Just this past week, we’ve spotted the harlequin ducks on the creek, within a week of the time they show up every year – shortly after the sandhill crane migration has moved further north. Friends on Haida Gwaii report seeing over 200 of the ducks just offshore from Sandspit. Why some choose mountain streams and others stay on the coast is a mystery. Maybe for the same reasons some of us leave the salt chuck and head for the mountains.
I wrote this post for my Say The Names blog back in May, 2012 and thought I’d share it here.
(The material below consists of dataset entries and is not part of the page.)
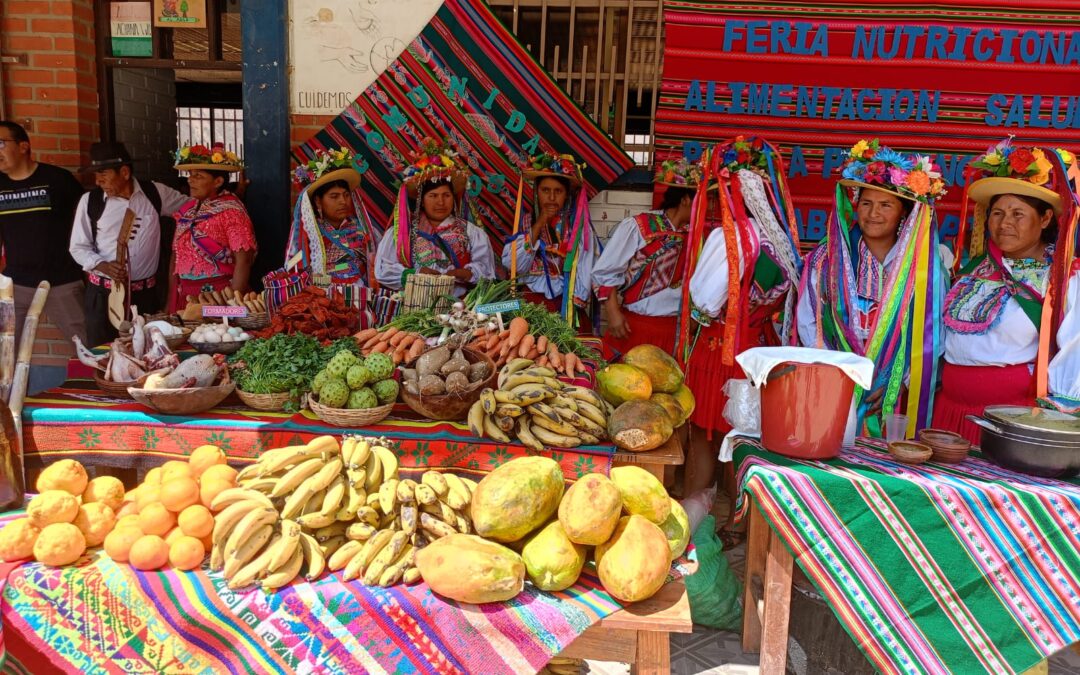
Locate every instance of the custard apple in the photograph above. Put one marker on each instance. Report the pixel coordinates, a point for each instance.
(340, 363)
(334, 393)
(386, 391)
(363, 397)
(358, 376)
(381, 366)
(319, 380)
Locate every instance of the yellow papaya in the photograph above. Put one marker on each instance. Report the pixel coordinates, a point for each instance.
(470, 569)
(634, 563)
(661, 368)
(642, 494)
(552, 561)
(516, 498)
(590, 510)
(620, 382)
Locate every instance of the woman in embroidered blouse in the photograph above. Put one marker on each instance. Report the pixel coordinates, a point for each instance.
(638, 278)
(765, 251)
(995, 309)
(433, 241)
(214, 245)
(555, 243)
(855, 274)
(331, 230)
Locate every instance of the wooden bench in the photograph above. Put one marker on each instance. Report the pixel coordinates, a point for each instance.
(638, 634)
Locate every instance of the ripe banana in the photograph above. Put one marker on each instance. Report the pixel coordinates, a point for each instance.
(232, 495)
(314, 556)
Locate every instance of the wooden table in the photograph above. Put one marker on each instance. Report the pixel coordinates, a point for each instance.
(638, 634)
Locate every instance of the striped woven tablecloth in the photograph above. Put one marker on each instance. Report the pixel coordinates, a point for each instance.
(933, 568)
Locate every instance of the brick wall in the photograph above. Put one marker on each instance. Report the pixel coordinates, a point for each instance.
(52, 91)
(145, 111)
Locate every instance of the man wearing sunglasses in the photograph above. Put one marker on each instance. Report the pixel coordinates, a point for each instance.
(37, 210)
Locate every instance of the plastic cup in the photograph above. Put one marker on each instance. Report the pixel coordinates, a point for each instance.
(895, 428)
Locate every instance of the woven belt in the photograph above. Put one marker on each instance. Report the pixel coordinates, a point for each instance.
(105, 282)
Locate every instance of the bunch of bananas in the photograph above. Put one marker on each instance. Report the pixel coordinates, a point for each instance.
(399, 521)
(531, 405)
(292, 509)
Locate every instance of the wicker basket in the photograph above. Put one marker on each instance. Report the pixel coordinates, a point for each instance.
(185, 401)
(120, 389)
(216, 348)
(252, 322)
(267, 403)
(342, 417)
(909, 451)
(427, 292)
(450, 407)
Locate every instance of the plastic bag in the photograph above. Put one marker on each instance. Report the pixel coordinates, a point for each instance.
(743, 408)
(714, 591)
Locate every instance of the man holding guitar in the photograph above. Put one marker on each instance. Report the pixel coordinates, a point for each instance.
(117, 240)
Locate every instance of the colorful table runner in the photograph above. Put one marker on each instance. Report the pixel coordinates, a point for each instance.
(931, 568)
(79, 420)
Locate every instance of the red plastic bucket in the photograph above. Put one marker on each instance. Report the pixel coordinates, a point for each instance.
(805, 409)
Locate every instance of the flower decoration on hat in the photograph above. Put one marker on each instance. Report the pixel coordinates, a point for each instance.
(679, 173)
(325, 162)
(910, 176)
(214, 158)
(434, 161)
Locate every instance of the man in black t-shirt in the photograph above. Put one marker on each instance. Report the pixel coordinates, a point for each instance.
(37, 210)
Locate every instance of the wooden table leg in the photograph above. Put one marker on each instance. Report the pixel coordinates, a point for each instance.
(778, 605)
(757, 545)
(653, 653)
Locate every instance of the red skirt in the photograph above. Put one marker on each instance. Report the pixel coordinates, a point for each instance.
(644, 329)
(968, 390)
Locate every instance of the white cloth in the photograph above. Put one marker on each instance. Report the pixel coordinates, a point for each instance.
(807, 320)
(709, 284)
(1014, 339)
(610, 270)
(538, 283)
(389, 269)
(143, 250)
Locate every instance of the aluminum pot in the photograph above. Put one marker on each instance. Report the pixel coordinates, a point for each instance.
(1026, 454)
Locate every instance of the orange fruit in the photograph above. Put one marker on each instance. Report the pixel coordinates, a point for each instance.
(219, 472)
(95, 521)
(148, 495)
(67, 475)
(204, 457)
(118, 544)
(175, 469)
(196, 521)
(210, 489)
(59, 543)
(178, 494)
(148, 552)
(105, 489)
(186, 553)
(156, 520)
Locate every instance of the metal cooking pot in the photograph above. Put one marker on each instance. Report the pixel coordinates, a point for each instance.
(1027, 454)
(1034, 422)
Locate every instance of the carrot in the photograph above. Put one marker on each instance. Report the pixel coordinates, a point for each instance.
(518, 328)
(415, 350)
(527, 343)
(554, 358)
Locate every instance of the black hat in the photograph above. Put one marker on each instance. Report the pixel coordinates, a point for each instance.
(106, 154)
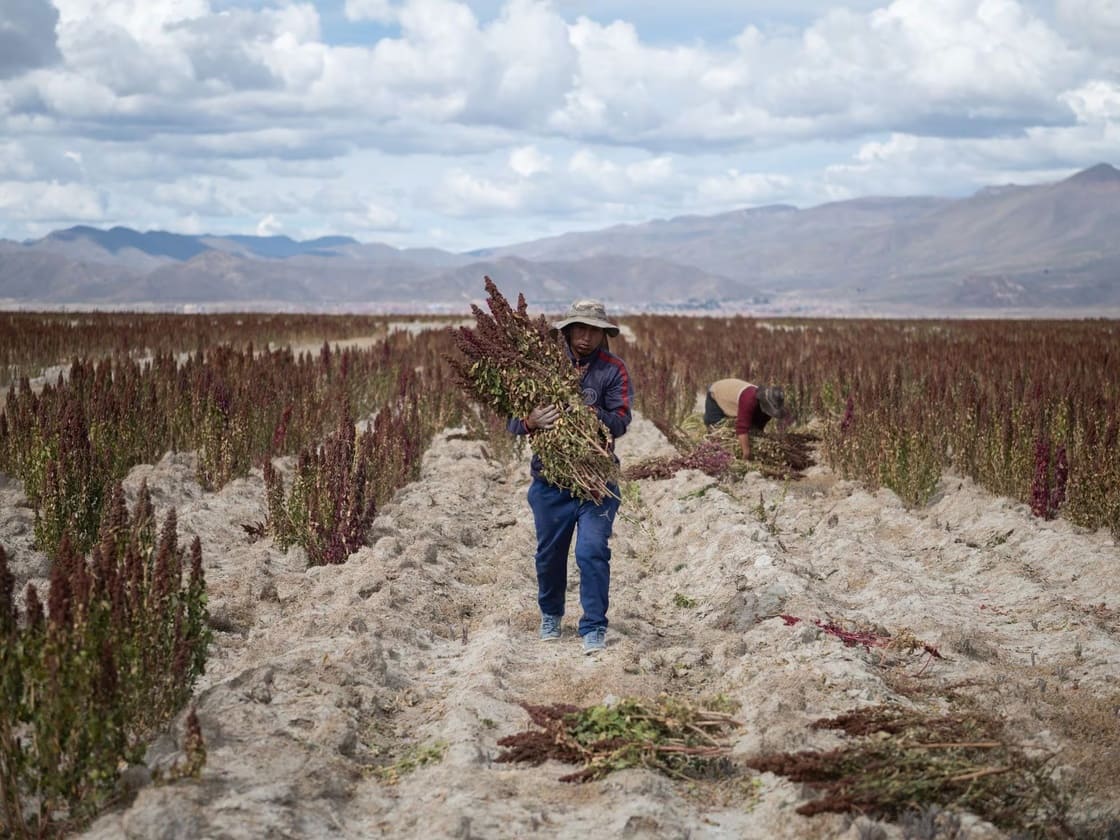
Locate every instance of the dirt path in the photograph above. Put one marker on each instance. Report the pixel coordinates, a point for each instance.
(420, 649)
We’ve been out looking for a couple of weeks now, wandering the edges of the creek, noting the rise and fall of the water, the muddy and nutrient foam tricking our eyes into seeing ducks bobbing in the back eddies.
This morning, just across from a small viewing platform in Driftwood Canyon Provincial Park, we saw the usual three: two males and a female. We stood high up on one bank of the creek; they hopped up onto rocks on the other side and we all had a good look at each other.
There’s a fascinating Species at Risk Study
that outlines their use of creeks for breeding – they tend to form long-term bonds and the females will take up to four years to reach reproductive maturity. Having clear, fast-flowing streams seems to be essential to their survival because they feed on the “invertebrates in the substrate” – i.e. all the little creatures wriggling around in creek gravel. Dippers eat from the same table.
They are both markers of the ways in which home is one specific and familiar place connected to the greater world in ways we barely comprehend.